At Berkeley, it’s the students who have the Big Ideas

UC Berkeley is alive with big ideas. And for teams of students who come up with the most inventive ways to solve real-world problems, a $300,000 pot is up for grabs in this year’s Big Ideas @Berkeley contest.

Watch video of Big Ideas @Berkeley

The competition, in its sixth year, opened Sept. 12. Students have until Nov. 21 to dream up and design potentially high-impact projects across a broad range of topics: including global poverty alleviation, energy-efficient technologies, “creative expression for social justice,” information technology, emerging and neglected diseases, improving student life and scaling up big ideas. The projects can tackle pressing problems as far away as the other side of the globe or as close to home as the Berkeley campus itself.

The contest gives students “the opportunity to put the ideas they develop in lecture halls and laboratories to work around the world,” according to sponsors of the cross-campus Big Ideas initiative, which involves various multidisciplinary centers as well as student government. 

Last year, prizes averaging $5,000 went to 51 teams, made up of about 200 undergraduate and graduate students from a wide range of departments across campus.
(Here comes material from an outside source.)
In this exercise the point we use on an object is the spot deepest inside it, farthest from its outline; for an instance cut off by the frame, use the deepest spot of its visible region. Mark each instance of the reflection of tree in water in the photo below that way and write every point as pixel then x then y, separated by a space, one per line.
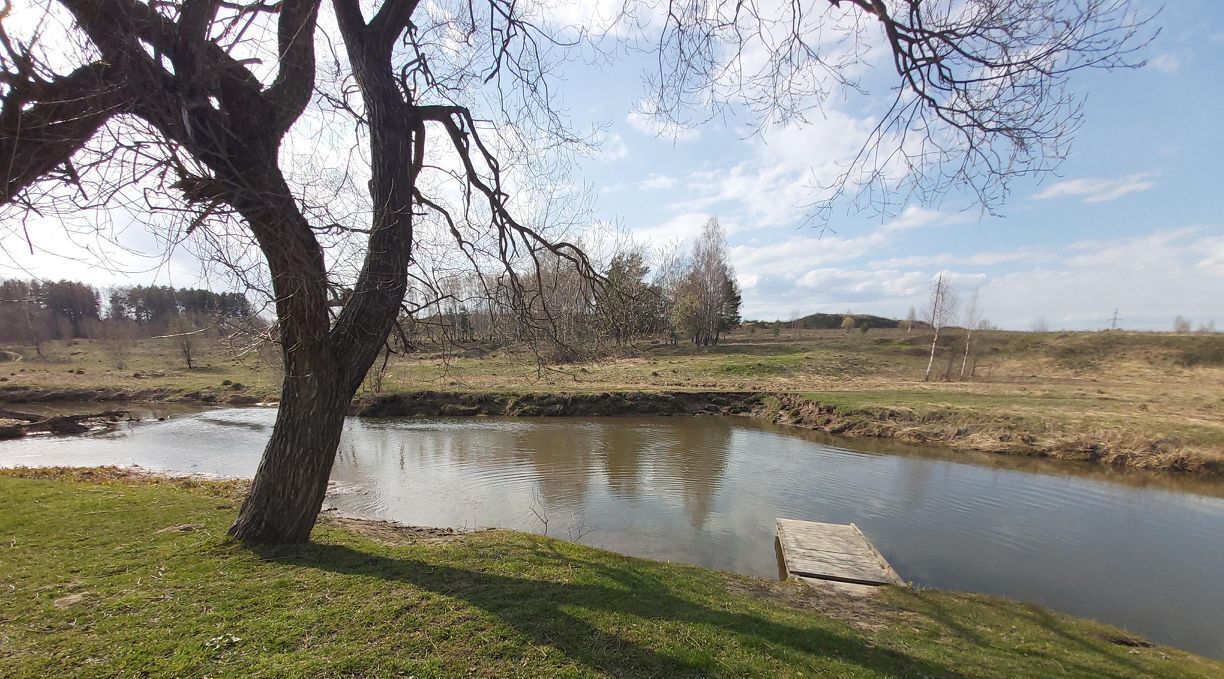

One was MBA candidate Iris Shim, whose team won $15,000 for its “Crop to Cup” idea. It involved developing low-cost, web-based software to increase transparency, traceability and quality assurance along the global coffee supply chain, and improve economic opportunity for low-income communities.

“I don’t think our project would have accelerated the way it did if we hadn’t received the support and funding to get us into the field,” says Shim.

A 2008 winner, Laura Stachel, had the idea of creating an inexpensive portable device to power critical lighting in places like emergency rooms without electricity in developing countries. The “solar suitcase” has now been used in 14 countries, including Nigeria and Haiti.

Two-time winners Nikihil Arora and Alejandro Velez proposed a business using ground coffee waste to produce “Back to the Roots” gourmet-mushroom-growing kits now sold at Whole Foods Markets nationwide. The Big Ideas award “ends up being more than a grant,” says Velez. “It gives you the confidence to go forward.”

At Berkeley, Big Ideas winners are adding to the curriculum, working on sustainability and improving student spaces.

“We should disabuse ourselves of the notion that all the smarts are with the professors,” says Ashok Gadgil, professor of engineering and Rudd Family Foundation Distinguished Chair of Safe Water and Sanitation, in an online video describing Big Ideas @Berkeley. “Students are just as smart,” he adds. “They’re just younger, that is all.” (Go here to watch a longer version of the video.)

Contest applicants face a two-part process. Pre-proposals are due Nov. 21. Finalists will be announced in January, and will be able to work with mentors to develop final proposals, due March 5, 2012. Full details can be found on the Big Ideas contest website.

A gift from the Andrew and Virginia Rudd Family Foundation is helping to support the contest.